I know that this school has completely changed me, hopefully for the better. I couldn’t even describe the number of moments and encounters that have altered my being forever. Most of them were situations that I didn’t realize had changed me until months later. And isn’t that what life truly is? A collection of tiny moments that have built who you are. To think that the fourteen-year-olds who walked into high school four years ago are now eighteen, about to begin adulthood, is unimaginable, but here we are anyway. We have accomplished what, if I’m being honest, I didn’t think was possible; we grew up. We have become the seniors we always wanted to be, and I don’t know about you, but the feeling is quite surreal.

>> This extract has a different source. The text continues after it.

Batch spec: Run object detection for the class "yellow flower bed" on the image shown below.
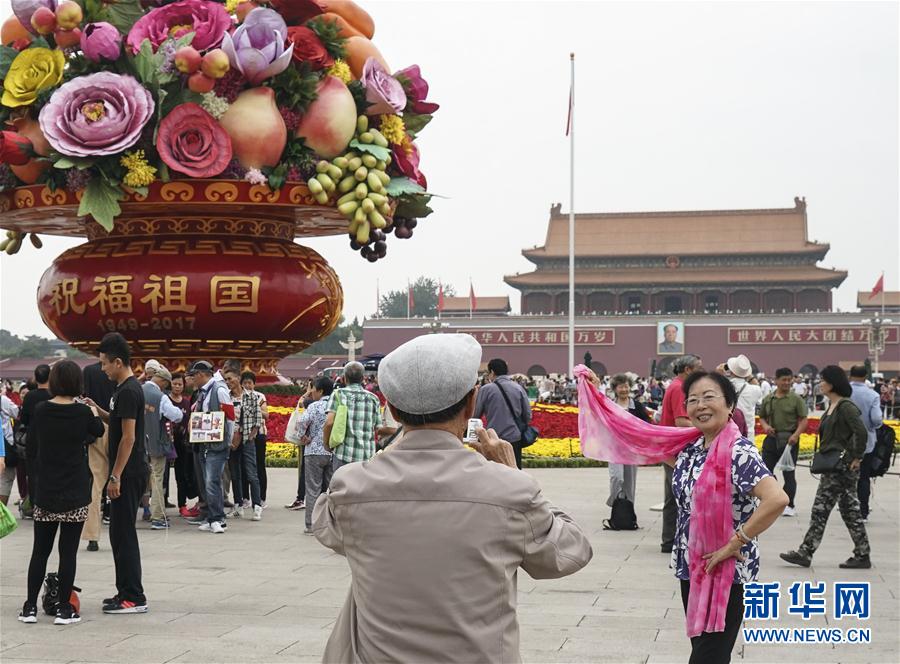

It was just yesterday that it was the last first day of school. It was just yesterday that I had my last first week of school. My last first quarter, and then second, and then third. And all of a sudden, I had my last, last day of school. I will always wonder where all the time went. Unfortunately, or fortunately, I will never get that time back, but I also will never forget it either. These years will stay close to my heart for many years to come.
Every high school TV show or movie that ends with a graduation always has a sense of finality to it. You could tell their story was over. They’d grown up. However, I don’t feel that way at all. I am still fourteen-year-old me, and fifteen, and sixteen. But I’m also not. I’m also eighteen-year-old me, and that is a lot to reckon with.
I could not be more excited to start the next leg of my journey, but I could also not be more scared. The unknown is exhilaratingly terrifying. I can’t wait.
I have only been a part of newspaper for one year, but I have made so many memories in the process. I’ve spent nights on desktops painfully adjusting spreads for the newsmag or laughing about something Mr. Anderson had said. I’ve wandered the hallways with my favorite people while we were supposed to be getting work done. I’ve sat in a mostly peaceful classroom and read a book. That is what newspaper has been for me. A space to be myself with my friends, and I could not be more grateful for that opportunity.
So much of senior year has flashed before my eyes. College essays became end of year projects before I knew it, and now we are leaving. I cannot wait to see what becomes of all my classmates. Who and what they will become, because I know it will be amazing.
I cannot wait to meet twenty-five year old me and eventually thirty year old me. I wonder what she will think of herself then, and I hope she will hold her eighteen year old self close. Because she needs it.